Polish historian Grzegorz Kucharczyk argues that the British authorities’ preference for ending the life of a Pole with brain damage is evidence for the ascendancy of what John Paul II described as a “culture of death”
Kucharczyk, a historian of the Polish Academy of Science, drew attention to the fact that the man’s eyes are open, and he is calling for help. However, since the British state had no problem with starving Alfie Evans to death, it will have none whatsoever over letting a foreign national die.
The Polish man in question, whose cardiac arrest led to brain damage, is in the center of a storm about his survival. The hospital authorities in Plymouth have recommended that his life support be turned off as his brain damage is irreversible and severe. The man is able to breathe on his own but needs assisted hydration and feeding.
The courts have sided with the doctors, the wife and the children of the man who believe that he would not want to remain in a comatose state. Their decision is being contested by the mother and sisters of the man, who are receiving support from the Polish government, which has been trying to persuade the British authorities to allow the man to be transported to Poland for care.
According to Kucharczyk, the behavior of the British authorities is testimony to what the former Polish pope, Saint John Paul II, had called the “culture of death” — a culture that is the antithesis of empathy, mercy and Christian values.
The Polish academic said he believes that Western Europe and Britain have departed from the Christian roots of their civilization.

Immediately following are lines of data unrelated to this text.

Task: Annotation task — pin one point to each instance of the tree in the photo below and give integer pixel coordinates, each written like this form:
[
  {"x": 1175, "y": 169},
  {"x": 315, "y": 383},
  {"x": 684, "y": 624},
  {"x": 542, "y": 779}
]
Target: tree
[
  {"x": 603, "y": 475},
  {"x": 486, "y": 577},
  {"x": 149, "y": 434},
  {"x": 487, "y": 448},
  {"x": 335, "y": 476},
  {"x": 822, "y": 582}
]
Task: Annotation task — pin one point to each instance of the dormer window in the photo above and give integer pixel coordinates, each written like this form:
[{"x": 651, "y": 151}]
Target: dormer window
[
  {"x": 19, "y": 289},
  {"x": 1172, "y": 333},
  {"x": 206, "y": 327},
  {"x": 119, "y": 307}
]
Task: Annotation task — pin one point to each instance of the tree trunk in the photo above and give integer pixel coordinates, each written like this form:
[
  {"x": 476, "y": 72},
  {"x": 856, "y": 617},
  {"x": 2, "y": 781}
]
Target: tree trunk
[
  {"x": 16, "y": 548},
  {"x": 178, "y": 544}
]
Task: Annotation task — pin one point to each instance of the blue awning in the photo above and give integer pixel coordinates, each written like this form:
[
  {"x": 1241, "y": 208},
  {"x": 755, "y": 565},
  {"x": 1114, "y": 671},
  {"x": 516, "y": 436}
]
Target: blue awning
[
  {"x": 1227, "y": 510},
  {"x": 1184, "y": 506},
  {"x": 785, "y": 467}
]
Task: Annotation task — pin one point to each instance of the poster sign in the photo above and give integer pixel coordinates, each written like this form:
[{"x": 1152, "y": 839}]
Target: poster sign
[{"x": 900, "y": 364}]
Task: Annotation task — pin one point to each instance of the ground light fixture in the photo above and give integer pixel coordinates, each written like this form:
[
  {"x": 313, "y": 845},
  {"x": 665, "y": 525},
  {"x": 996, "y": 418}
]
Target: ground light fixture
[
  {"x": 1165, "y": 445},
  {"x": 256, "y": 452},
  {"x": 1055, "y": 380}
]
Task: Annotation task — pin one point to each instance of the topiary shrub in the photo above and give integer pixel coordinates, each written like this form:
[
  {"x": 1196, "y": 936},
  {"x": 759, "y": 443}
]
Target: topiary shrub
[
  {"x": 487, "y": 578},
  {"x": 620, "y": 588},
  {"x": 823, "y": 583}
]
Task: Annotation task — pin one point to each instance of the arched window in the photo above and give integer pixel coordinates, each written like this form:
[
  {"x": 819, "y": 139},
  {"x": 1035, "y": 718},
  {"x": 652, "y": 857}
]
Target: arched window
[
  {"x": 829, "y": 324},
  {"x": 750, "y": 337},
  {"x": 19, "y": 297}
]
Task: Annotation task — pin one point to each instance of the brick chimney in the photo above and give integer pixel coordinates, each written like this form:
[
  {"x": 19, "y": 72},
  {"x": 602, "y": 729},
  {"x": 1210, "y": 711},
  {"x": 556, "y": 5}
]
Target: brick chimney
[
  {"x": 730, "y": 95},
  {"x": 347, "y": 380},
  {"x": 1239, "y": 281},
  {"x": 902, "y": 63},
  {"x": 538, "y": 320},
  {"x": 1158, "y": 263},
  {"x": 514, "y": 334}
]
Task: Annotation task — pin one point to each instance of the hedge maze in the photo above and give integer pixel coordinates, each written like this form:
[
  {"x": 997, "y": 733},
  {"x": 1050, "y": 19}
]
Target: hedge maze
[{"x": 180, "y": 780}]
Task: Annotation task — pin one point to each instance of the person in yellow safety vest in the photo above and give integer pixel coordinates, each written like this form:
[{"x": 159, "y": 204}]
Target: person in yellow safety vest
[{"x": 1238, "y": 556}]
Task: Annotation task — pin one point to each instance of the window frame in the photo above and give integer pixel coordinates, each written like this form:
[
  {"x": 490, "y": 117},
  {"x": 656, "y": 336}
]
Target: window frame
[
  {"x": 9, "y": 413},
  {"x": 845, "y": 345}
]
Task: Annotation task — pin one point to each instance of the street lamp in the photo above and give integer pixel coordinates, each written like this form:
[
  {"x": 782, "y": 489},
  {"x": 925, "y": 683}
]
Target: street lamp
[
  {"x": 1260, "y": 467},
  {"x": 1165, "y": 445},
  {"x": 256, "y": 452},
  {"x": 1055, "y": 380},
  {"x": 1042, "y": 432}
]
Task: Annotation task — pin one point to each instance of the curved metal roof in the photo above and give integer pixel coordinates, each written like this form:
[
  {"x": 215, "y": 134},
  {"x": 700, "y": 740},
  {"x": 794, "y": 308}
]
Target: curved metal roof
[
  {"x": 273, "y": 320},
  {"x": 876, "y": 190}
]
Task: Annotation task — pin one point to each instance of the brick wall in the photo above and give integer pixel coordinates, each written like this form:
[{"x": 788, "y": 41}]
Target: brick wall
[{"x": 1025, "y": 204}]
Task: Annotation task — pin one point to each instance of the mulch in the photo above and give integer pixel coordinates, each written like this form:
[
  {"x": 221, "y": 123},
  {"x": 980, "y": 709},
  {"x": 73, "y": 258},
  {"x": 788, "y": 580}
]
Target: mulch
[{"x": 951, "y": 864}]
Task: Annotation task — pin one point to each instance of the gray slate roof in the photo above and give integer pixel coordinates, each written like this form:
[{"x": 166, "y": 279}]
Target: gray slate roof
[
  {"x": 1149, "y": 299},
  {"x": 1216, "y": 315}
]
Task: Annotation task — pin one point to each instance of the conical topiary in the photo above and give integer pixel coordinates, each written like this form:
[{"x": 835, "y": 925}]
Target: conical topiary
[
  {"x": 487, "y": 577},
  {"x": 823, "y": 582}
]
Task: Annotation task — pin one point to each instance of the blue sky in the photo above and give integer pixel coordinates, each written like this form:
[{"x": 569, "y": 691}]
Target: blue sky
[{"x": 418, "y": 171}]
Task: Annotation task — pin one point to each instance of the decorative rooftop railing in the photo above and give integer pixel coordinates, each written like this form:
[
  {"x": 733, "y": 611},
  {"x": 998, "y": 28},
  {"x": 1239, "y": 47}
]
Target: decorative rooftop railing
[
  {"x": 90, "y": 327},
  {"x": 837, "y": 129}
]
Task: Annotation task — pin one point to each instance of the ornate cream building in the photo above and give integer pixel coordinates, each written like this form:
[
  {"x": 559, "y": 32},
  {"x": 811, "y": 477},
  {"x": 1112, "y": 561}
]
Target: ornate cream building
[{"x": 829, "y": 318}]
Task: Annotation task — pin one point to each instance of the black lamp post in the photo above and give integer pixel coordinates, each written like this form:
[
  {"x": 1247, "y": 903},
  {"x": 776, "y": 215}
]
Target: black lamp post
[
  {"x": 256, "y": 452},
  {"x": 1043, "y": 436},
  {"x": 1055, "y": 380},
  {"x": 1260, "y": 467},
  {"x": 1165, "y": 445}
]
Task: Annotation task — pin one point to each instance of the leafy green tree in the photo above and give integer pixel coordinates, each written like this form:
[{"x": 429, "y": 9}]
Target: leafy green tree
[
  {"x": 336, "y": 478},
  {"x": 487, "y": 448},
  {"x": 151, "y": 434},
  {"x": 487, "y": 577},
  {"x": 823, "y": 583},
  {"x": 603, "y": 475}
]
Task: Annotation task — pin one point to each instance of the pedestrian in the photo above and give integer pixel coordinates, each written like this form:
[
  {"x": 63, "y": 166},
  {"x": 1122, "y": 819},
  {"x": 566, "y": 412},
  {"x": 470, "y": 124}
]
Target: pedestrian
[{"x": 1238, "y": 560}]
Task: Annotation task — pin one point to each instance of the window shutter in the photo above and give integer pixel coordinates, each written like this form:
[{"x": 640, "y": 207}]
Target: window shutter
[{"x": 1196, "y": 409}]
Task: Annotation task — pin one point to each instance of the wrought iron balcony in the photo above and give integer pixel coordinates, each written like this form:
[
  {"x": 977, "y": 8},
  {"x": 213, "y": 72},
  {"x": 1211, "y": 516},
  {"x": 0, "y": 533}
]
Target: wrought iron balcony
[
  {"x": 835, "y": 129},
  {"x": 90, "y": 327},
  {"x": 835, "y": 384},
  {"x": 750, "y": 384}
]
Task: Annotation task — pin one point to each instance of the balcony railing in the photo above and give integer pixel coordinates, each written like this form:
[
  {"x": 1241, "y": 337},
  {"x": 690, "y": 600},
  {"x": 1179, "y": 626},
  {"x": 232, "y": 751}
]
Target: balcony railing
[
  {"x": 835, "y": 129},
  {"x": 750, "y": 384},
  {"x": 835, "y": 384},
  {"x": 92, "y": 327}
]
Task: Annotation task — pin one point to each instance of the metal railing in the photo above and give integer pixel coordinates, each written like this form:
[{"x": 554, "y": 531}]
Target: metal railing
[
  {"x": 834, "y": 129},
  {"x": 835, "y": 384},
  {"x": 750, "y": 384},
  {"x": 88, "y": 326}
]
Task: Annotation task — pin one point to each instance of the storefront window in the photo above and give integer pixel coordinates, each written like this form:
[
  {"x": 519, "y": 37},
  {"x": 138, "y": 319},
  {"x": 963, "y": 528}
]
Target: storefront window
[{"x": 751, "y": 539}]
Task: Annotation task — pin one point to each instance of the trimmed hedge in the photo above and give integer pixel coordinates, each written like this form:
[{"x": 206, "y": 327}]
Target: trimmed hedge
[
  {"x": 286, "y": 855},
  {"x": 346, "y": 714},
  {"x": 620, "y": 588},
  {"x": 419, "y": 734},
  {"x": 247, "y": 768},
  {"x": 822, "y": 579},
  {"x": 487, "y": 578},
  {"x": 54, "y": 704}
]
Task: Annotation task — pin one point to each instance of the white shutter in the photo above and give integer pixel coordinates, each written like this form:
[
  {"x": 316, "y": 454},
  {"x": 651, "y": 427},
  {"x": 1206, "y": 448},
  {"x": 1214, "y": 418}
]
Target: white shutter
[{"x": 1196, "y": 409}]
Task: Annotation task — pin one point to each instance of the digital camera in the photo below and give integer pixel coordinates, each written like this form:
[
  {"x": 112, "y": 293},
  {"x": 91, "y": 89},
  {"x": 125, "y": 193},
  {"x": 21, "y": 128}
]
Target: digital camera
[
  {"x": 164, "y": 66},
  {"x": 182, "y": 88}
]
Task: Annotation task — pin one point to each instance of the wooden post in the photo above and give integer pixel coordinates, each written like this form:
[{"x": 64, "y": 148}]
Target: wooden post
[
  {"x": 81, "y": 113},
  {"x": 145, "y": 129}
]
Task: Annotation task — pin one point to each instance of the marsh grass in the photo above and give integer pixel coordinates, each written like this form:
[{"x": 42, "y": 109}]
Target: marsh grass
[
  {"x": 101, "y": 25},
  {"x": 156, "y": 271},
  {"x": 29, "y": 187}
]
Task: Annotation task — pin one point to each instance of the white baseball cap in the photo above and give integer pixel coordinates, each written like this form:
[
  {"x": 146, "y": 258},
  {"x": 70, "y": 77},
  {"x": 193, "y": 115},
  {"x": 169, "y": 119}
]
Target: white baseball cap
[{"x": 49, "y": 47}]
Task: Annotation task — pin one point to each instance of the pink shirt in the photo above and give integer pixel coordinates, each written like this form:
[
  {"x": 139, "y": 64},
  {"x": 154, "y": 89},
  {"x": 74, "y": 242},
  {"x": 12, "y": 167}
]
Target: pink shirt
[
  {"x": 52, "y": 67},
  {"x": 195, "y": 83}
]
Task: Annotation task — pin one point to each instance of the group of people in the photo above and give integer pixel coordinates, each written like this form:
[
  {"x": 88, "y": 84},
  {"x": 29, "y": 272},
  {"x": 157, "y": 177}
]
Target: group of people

“The determination with which the British state prefers to see the man die than to allow the Polish authorities to take responsibility for him is striking,” he says.
Those who supported Donald Trump in the United States were often called ‘false conservatives’, people unable to move with the times. But in fact, Kucharczyk believes, in countries like Britain, conservative and traditional liberal values of freedom which does not harm the liberty of others, are under assault.